Three Kings' Cake with almond filling
Ingredients
for 1 cake
500 g | light spelt flour |
1 ½ tsp | salt |
2 tbsp | sugar |
½ cube | yeast (approx. 20 g), crumbled |
80 g | butter, soft |
3 dl | milk water (1/2 milk, 1/2 water) |
100 g | almond paste |
100 g | shelled ground almonds |
3 tbsp | apple jelly |
1 | organic lemon, grated zest and 2 tbsp of juice |
1 | almond |
1 | egg, beaten |
2 tbsp | flaked almonds |
How it's done
Yeast dough
Mix the flour, salt, sugar and yeast in a bowl. Add the butter and milky water, knead into a soft, smooth dough. Cover and leave to rise at room temperature for approx. 1½ hrs. until doubled in size.
Almond filling
Combine the almond paste, almonds and jelly with the lemon zest and juice.
To shape
Weigh out 8 portions of dough (each approx. 70 g), set aside the rest. Flatten the pieces of dough, place 1 tbsp of almond filling in the centre of each piece, shape into balls, placing the almond (king) on top of the almond mixture in one of the balls.
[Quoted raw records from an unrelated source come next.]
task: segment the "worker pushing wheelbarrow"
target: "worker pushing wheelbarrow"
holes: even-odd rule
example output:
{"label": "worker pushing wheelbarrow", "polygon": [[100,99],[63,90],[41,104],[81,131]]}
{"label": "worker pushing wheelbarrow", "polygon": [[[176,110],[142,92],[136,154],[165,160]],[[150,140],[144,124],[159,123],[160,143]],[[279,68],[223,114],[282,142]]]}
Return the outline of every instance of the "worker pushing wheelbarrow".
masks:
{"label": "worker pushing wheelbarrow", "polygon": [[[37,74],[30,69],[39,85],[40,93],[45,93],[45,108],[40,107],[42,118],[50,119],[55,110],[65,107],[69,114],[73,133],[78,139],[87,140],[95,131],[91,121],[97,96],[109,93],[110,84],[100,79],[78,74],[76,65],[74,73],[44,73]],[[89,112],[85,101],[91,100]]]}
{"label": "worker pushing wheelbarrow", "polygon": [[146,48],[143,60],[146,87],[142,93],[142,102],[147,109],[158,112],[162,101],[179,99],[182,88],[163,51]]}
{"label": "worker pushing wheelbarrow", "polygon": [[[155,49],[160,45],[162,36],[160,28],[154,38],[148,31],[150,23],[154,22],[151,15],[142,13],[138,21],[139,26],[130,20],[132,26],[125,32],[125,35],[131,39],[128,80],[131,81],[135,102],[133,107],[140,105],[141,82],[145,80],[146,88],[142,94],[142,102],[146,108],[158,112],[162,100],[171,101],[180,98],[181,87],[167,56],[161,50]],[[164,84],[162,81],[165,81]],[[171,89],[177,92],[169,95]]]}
Flatten the remainder of the dough, place the rest of the filling on top, shape into a large ball, place in the centre of a tin lined with baking paper. Arrange the small balls evenly around the large one, cover and leave to rise for a further 30 mins. Brush the dough balls with egg, sprinkle with flaked almonds.
To bake
Approx. 30 mins. in the lower half of an oven preheated to 180°C. Remove from the oven, allow to cool slightly, slide the cake onto a cooling rack and leave to cool completely.